Just because one approach doesn’t solve an entire problem doesn’t mean one shouldn’t employ any solutions at all.
But that’s the answer being offered by some opponents of New York’s new Red Flag law — which allows family members, prosecutors, teachers and others to request a court hearing to remove firearms from those deemed at extreme risk of harming themselves or others.
If one bill won’t solve the entire problem, they suggest, then do nothing.
That’s the wrong approach.
The right approach is to fix what you can, then fill the gaps left unfilled by the new law to make it even more effective.
The Red Flag law, (A2689/S2451) signed Monday by Gov. Andrew Cuomo is solid, necessary legislation that contains multiple layers of legal protections so as not to deprive legitimate law-abiding gun owners of their weapons, while also protecting the public from emotionally or mentally unstable individuals who might go on a shooting spree.

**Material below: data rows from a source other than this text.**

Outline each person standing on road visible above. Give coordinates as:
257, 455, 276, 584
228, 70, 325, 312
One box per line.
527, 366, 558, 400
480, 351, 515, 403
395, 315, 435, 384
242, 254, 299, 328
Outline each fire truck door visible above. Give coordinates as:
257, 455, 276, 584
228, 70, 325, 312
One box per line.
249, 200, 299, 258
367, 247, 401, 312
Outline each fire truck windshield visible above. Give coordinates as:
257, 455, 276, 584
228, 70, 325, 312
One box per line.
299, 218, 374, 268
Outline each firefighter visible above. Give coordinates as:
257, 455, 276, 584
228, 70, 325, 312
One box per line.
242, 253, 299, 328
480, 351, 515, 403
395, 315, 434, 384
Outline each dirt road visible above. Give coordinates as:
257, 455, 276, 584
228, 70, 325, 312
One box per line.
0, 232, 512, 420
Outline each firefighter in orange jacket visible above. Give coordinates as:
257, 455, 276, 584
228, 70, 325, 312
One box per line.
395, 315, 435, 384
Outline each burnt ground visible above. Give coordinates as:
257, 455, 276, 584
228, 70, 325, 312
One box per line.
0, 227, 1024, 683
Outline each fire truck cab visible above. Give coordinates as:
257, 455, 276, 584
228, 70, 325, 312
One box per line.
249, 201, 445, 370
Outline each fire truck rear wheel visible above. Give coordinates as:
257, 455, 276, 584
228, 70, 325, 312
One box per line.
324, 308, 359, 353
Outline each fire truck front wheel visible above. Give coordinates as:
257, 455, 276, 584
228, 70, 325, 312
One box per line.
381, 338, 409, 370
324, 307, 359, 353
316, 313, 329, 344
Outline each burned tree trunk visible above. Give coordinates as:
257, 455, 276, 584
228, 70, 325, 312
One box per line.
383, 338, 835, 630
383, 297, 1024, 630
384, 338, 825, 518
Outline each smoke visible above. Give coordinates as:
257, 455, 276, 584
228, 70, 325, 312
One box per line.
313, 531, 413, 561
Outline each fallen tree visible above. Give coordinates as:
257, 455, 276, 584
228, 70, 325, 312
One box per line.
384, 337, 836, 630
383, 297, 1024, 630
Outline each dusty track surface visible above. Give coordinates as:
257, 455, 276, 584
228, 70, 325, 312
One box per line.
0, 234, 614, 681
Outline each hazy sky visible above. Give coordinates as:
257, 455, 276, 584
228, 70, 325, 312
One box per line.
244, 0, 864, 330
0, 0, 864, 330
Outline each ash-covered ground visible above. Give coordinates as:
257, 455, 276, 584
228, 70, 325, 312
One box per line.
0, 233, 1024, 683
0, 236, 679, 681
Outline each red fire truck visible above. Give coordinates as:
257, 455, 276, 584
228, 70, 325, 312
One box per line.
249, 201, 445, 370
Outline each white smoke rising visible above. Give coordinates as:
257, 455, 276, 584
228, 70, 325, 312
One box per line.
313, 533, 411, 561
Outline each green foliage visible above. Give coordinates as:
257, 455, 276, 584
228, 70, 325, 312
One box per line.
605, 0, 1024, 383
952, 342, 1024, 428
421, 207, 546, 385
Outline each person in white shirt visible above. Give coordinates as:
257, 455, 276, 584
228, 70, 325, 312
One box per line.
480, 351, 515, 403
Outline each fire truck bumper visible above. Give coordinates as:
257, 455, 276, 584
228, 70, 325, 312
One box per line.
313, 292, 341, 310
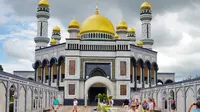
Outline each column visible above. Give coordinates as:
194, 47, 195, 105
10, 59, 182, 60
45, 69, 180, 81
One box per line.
6, 82, 10, 112
183, 86, 187, 112
35, 68, 37, 82
57, 64, 60, 87
141, 66, 145, 88
131, 65, 135, 83
49, 65, 51, 86
25, 86, 27, 112
43, 67, 46, 83
155, 69, 158, 86
41, 67, 44, 83
148, 68, 151, 87
194, 83, 198, 102
134, 65, 137, 91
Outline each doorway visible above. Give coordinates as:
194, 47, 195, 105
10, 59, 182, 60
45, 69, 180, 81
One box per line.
88, 87, 107, 106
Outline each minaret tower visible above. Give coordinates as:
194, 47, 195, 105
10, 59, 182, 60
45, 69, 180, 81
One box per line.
116, 19, 128, 39
140, 1, 154, 49
34, 0, 50, 49
127, 28, 136, 43
51, 26, 61, 44
68, 19, 80, 38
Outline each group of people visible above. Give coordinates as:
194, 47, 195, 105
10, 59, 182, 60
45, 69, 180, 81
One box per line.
123, 98, 156, 112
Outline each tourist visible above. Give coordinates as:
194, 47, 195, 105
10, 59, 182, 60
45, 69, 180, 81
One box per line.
152, 99, 156, 111
142, 100, 148, 112
135, 99, 139, 107
123, 98, 129, 112
109, 98, 114, 107
73, 98, 78, 112
137, 103, 142, 112
148, 99, 154, 112
53, 96, 59, 112
171, 100, 176, 112
188, 101, 200, 112
128, 103, 138, 112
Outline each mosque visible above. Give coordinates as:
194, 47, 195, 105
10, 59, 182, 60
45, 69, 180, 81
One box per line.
33, 0, 174, 105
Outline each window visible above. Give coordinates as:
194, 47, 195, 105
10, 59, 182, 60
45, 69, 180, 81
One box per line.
120, 61, 126, 76
69, 60, 75, 75
120, 85, 126, 95
69, 84, 75, 95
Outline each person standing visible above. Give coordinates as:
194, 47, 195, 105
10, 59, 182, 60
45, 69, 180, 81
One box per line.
73, 98, 78, 112
128, 103, 138, 112
171, 100, 176, 112
123, 98, 129, 112
142, 100, 148, 112
53, 96, 59, 112
188, 101, 200, 112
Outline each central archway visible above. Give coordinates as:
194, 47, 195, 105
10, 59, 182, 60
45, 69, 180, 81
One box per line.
85, 76, 114, 106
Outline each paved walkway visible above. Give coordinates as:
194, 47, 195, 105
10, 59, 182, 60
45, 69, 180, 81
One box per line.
52, 106, 95, 112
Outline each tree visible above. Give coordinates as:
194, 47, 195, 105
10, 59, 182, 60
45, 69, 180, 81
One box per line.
0, 65, 3, 72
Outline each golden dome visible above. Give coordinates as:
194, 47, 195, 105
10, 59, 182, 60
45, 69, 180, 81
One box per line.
128, 28, 135, 33
68, 19, 80, 28
53, 26, 60, 31
137, 40, 143, 47
50, 38, 56, 45
140, 1, 151, 9
80, 7, 115, 35
38, 0, 49, 6
114, 34, 119, 38
78, 33, 81, 38
116, 20, 128, 30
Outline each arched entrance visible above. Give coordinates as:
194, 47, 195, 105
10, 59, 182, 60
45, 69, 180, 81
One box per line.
85, 76, 114, 106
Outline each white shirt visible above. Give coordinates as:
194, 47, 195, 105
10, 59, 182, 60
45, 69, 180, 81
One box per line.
74, 100, 78, 106
148, 102, 153, 110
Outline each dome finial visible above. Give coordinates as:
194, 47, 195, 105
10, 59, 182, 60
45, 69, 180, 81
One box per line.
95, 0, 99, 14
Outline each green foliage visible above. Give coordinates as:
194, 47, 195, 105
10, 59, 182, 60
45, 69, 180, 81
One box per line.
0, 65, 3, 72
102, 106, 111, 112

Prior to this law’s passage, if a family member contacted law enforcement over fears a loved one posed a threat of violence, the most a court could do was issue a temporary order of protection.
Any domestic violence victim who has ever had an order of protection in place knows that if someone is bent on committing a violent act, that person is not going to let some piece of paper stop them.

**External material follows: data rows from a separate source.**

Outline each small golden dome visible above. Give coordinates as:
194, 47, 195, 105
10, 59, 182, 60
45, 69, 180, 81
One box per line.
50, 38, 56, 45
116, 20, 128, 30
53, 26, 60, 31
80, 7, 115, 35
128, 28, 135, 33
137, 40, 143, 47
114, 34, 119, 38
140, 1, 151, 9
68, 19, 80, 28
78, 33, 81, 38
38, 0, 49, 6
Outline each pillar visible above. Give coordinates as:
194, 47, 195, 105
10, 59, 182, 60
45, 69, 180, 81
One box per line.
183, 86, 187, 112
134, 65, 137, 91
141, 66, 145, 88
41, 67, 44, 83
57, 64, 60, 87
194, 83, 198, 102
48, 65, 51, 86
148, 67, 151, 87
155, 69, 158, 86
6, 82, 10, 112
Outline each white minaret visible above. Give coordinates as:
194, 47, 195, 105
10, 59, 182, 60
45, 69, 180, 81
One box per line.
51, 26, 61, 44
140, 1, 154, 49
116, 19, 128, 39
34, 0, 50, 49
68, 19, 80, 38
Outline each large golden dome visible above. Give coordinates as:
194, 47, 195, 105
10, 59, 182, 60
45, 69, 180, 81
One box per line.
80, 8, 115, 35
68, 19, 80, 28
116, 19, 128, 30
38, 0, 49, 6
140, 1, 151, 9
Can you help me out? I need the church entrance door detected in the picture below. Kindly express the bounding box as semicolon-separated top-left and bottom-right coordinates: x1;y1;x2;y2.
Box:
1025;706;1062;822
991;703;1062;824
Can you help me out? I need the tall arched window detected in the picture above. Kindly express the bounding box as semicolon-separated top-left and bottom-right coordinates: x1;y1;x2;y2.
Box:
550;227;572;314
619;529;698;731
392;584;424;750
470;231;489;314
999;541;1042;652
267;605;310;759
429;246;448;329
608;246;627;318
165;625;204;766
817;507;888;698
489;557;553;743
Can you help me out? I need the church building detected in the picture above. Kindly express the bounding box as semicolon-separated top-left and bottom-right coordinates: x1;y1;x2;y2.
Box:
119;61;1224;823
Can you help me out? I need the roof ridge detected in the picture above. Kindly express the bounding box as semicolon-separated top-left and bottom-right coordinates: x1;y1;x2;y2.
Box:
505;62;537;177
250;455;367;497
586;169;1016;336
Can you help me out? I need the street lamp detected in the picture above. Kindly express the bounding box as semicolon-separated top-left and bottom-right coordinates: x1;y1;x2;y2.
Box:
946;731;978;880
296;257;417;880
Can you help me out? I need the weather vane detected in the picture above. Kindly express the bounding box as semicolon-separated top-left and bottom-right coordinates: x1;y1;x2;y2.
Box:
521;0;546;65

This law gives the courts actual power to take away a tool of violence.
Still, opponents who say the new law doesn’t go far enough have a point.

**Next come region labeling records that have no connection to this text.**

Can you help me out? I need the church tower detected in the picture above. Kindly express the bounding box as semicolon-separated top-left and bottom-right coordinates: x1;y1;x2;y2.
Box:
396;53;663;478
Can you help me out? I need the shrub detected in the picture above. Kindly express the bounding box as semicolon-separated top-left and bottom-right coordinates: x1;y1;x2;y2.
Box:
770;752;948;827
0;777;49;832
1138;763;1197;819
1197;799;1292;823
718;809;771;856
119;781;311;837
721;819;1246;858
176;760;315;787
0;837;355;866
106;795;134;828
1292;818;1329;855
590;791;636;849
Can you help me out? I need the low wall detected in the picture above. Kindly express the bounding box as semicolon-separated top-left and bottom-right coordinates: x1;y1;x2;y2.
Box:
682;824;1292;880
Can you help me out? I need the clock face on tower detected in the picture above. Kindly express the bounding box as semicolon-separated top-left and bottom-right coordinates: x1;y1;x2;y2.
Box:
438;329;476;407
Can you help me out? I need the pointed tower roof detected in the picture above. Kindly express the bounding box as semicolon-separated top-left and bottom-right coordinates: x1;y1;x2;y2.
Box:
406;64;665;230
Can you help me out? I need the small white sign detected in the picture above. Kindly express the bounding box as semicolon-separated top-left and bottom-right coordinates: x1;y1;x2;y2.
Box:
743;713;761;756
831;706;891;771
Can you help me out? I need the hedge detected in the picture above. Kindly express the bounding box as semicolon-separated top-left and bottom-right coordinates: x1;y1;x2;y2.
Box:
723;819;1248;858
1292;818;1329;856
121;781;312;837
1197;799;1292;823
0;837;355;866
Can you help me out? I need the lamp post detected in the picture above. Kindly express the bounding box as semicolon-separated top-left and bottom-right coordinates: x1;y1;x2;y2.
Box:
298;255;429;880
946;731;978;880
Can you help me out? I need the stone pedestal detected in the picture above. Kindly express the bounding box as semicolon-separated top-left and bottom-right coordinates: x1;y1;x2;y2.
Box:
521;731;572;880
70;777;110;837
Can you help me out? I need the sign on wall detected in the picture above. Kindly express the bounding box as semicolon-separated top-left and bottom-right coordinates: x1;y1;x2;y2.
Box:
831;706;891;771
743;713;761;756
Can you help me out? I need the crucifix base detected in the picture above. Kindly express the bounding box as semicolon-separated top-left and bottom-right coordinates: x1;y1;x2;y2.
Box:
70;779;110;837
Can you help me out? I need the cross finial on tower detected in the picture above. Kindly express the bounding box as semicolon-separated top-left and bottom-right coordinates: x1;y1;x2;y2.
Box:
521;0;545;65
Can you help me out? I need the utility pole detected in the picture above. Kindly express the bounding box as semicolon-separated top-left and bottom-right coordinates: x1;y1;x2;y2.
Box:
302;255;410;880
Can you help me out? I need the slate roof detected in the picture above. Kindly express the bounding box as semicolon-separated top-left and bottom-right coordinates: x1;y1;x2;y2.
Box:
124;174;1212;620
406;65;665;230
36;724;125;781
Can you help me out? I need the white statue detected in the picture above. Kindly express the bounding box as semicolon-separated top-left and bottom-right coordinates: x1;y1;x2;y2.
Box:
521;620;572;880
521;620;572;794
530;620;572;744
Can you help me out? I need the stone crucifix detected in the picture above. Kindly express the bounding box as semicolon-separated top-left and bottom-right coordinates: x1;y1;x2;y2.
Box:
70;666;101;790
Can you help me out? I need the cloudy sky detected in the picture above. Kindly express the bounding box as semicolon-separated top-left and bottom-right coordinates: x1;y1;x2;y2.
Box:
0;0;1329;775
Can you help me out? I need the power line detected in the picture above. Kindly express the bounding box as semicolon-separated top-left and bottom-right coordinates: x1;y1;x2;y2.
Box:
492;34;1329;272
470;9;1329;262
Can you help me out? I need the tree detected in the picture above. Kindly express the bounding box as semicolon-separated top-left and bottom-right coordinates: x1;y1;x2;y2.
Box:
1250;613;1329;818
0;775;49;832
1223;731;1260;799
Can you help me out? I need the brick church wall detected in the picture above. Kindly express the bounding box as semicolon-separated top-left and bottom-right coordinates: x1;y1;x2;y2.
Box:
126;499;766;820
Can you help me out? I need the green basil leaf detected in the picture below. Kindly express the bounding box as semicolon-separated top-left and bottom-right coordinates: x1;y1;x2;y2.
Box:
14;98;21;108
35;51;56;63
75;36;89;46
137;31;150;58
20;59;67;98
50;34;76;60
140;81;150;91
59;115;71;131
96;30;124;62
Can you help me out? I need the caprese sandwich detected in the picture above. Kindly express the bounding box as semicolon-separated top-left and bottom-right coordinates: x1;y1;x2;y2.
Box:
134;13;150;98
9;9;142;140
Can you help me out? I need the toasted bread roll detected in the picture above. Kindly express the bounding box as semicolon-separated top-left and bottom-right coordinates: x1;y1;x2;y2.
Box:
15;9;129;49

There’s more than can be done.
Assemblyman Brian Manktelow from central New York says the law does “nothing to help these people during the time it takes to get this order in place, nor are we doing anything to help them … while they wait for a hearing.”
He’s right. The person could find another way to hurt themselves or others.
So address that by addressing the conditions leading up to the person feeling compelled to use that weapon.
It might mean giving law enforcement broader authority to temporarily detain individuals deemed an immediate threat.
Certainly, we have laws against people threatening others. Do those need to be amended and toughened?
It might mean supporting state funding for mental-health counselors to intervene immediately when family members, law enforcement or educators bring emergency Red Flag petitions to the courts.
The state just can’t lock people away against their will for doing nothing. But it might be able to intercede more quickly when the public’s health or the health of an individual is at immediate risk.
Whatever they come up with, if the goal is to protect the public and individuals from harm, then the state has an obligation to do something.
It’s true; one new law will not solve every complex problem.
But it can be effective in addressing one aspect of the problem while being the catalyst for a more comprehensive, long-term solution.